Densitometric hippocampal VAChT expression. (A–D). Confocal images from the hippocampus, namely CA3 region, of oil sham, n-3 PUFA sham, oil sap and n-3 PUFA sap mice stained with Neuro-trace (blue) and VAChT (red) showing the expression of VAChT immunostaining. (E–G). Representative densitometric graph of the expression levels of VAChT in CA1 (E), CA3 (F) and dentate gyrus (DG; G) of oil sham, n-3 PUFA sham, oil sap and n-3 PUFA sap mice. The F/A ratio defines mean fluorescence of individual samples (F) normalized to total Area (A).

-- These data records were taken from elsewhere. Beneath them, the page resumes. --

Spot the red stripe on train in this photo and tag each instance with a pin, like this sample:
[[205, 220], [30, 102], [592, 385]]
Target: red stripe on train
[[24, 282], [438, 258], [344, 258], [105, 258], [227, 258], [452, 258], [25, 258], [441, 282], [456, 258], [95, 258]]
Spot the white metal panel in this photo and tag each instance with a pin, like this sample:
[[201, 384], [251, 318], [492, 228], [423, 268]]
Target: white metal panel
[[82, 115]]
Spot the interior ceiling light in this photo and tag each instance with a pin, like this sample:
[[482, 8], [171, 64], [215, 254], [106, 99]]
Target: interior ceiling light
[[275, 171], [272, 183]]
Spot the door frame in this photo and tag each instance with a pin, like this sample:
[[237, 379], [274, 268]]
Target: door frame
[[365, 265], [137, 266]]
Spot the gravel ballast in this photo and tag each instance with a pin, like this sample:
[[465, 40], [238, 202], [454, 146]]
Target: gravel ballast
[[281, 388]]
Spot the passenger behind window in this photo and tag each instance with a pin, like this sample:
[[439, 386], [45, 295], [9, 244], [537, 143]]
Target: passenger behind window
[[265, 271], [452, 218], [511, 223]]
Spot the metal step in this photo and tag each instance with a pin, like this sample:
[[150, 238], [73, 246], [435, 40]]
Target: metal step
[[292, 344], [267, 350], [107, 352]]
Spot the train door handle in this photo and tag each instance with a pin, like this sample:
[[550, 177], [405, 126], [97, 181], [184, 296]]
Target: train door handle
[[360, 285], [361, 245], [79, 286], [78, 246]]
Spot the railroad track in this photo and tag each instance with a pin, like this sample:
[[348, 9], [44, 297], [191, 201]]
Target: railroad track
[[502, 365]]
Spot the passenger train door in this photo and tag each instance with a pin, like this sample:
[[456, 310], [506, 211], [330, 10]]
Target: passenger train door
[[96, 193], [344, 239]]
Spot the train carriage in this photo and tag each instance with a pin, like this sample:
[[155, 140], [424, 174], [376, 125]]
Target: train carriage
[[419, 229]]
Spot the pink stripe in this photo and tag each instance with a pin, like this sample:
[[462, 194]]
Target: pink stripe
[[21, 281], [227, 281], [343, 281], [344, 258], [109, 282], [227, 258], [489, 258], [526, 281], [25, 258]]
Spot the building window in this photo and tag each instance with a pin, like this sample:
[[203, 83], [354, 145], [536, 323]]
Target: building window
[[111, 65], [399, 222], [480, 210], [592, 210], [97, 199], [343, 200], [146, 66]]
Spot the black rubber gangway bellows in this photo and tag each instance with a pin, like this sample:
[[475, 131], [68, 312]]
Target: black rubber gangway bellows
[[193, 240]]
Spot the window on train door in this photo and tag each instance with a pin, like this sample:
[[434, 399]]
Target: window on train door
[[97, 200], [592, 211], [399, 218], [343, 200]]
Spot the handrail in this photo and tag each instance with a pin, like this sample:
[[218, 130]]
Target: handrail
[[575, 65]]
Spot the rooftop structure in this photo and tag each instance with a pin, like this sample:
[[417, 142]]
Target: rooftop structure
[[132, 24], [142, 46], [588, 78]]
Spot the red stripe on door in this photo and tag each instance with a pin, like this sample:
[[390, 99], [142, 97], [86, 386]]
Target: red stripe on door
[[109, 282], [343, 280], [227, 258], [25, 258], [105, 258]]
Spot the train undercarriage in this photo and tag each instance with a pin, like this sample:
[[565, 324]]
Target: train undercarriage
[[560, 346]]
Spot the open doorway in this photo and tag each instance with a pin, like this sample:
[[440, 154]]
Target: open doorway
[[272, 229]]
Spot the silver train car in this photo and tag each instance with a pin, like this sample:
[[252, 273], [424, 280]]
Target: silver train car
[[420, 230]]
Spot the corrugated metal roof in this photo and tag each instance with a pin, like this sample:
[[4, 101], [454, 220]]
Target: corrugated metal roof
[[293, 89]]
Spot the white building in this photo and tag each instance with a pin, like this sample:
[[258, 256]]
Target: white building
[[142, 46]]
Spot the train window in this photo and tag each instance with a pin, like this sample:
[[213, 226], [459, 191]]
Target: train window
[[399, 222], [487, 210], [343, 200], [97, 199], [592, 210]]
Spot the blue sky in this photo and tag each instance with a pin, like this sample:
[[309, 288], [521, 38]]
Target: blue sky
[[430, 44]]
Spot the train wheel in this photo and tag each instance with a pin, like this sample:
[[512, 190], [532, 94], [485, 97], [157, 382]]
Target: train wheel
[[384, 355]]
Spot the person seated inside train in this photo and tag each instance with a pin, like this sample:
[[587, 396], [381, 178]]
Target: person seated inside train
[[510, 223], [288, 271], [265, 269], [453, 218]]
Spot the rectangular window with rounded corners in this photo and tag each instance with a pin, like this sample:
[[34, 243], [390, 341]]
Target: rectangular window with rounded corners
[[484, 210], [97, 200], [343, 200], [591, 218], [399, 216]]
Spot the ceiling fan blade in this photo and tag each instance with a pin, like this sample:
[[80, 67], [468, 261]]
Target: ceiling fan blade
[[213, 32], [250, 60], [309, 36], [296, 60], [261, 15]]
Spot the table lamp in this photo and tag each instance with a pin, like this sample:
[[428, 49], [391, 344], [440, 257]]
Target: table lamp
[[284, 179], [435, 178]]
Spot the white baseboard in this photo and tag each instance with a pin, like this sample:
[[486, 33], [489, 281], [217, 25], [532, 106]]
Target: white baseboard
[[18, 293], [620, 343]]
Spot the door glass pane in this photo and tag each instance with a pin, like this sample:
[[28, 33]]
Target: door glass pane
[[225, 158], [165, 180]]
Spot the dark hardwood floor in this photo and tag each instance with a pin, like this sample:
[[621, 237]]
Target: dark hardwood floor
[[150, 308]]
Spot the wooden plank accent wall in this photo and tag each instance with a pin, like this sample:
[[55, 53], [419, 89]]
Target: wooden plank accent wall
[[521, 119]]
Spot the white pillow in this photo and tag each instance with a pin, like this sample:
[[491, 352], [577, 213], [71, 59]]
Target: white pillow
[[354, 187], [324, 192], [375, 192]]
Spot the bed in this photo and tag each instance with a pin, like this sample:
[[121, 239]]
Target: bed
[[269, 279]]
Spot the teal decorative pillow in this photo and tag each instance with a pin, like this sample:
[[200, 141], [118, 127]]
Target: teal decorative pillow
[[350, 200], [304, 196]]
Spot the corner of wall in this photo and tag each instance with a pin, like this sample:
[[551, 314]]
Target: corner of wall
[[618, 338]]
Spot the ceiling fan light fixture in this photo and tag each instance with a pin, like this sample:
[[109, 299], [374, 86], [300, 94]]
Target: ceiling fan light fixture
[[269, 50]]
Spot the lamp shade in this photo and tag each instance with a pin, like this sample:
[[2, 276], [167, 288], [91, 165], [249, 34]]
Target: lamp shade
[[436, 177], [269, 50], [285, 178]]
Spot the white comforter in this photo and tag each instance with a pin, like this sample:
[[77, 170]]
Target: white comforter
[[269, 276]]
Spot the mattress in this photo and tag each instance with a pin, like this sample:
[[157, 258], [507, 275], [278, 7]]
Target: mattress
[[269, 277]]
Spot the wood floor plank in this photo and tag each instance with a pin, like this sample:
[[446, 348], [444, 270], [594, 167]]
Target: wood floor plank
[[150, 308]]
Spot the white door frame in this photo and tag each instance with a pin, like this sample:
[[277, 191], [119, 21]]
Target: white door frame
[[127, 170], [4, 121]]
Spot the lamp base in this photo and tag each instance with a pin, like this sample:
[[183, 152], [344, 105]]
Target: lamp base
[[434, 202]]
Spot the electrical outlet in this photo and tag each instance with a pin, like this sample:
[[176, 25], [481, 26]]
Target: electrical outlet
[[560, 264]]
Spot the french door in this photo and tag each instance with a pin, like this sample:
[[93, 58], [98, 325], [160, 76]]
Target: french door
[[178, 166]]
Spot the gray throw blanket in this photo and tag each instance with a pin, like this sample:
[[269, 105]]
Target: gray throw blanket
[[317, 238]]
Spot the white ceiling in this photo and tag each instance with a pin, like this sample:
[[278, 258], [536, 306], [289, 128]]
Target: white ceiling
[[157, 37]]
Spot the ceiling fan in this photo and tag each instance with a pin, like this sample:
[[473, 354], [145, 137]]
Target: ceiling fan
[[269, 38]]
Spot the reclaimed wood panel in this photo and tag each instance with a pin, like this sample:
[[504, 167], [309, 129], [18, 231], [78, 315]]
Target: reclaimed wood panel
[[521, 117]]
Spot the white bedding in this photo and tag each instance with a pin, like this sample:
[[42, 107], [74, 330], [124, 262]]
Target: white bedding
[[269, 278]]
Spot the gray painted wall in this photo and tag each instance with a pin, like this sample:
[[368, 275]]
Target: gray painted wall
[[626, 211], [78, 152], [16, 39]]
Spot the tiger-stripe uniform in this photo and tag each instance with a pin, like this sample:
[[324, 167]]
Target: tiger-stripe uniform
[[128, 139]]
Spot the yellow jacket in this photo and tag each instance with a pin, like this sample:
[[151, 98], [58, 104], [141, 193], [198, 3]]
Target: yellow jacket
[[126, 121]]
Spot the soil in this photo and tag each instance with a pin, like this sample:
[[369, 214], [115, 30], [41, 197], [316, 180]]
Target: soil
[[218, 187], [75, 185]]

Data of the four experimental groups are depicted as mean and SEM (n = 5/group). * p < 0.05, ** p < 0.01, *** p < 0.001, **** p < 0.0001. Scale bar: 50 µm.

Figure 7

Hippocampal VAChT and GFAP immunoblotting results. (A) Immunoblots of total hippocampal proteins from 24-month-old mice. (B) The histogram shows densitometric quantification of changes in gray values, expressed as % of oil sham group. Data of the four experimental groups are depicted as mean and SEM. GAPDH was used as loading control. (VAChT analysis: oil sham, n = 11; n-3 PUFA sham, n = 10; oil sap, n = 8; n-3 PUFA sap, n = 7; GFAP analysis: oil sham, n = 11; n-3 PUFA sham, n = 9; oil sap, n = 9; n-3 PUFA sap, n = 7). Statistical significance of the post-hoc comparisons between oil sap and the remaining groups: *** p < 0.001; **** p < 0.00001.